Necrohell's Where Solitude and Coldness Unite 7" sounds about the same way as it sounds: cold and black as fuck. Coming off their debut Under a Sign of a Pagan Winter, one should not have any expectations other than the typical Norse style black metal drubbing he or she has experienced a thousand times before this. But I must admit, that the title track here (and the one original contribution) is appropriately vicious and feral, and the listener gets the impression he or she is being chased through the winter forest by SOMETHING, whether that be the baying pack of hungry wolves or a killer in a ski mask.
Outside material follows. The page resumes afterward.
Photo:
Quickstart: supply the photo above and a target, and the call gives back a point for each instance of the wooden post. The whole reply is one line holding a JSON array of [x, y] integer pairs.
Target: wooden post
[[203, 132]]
The tones are good and rich, the melodies predictable but potent, and the resonant rasping of Sorg is nothing to scoff at. For a song nearing 7 minutes, it also keeps its pitch and pace varied enough to perk the listener's interest. In fact, this one track is better than anything you'll find on the debut, and it's all owed to the experienced riffing of Ungod, who has been rather prolific through the 21st century Hellenic scene with Sad, Nargothrond and Slaughtered Priest. The other track, "38 Millimeter" is a cover of a Greek punk band called Adiexodo, who were around in the early 80s (I'd never heard them before), and Ungod does well to transform this into his usual streaming, black metal style. The opening notes are a bit repetitive, but you can definitely feel the punk undercurrent and how well it actually fits in this new format, with a rather 'warmer' feeling to the chords than the Necrohell original.
Anyhow, while this might not be the most impressive 7" out there, it shows a clear sign of improvement and possibly better things to come if Ungod can find time away from his numerous other projects. If you enjoyed the debut, then you'll probably love this, despite its obviously derivative style. Fans of Mayhem and Darkthrone will find its aesthetics familiar.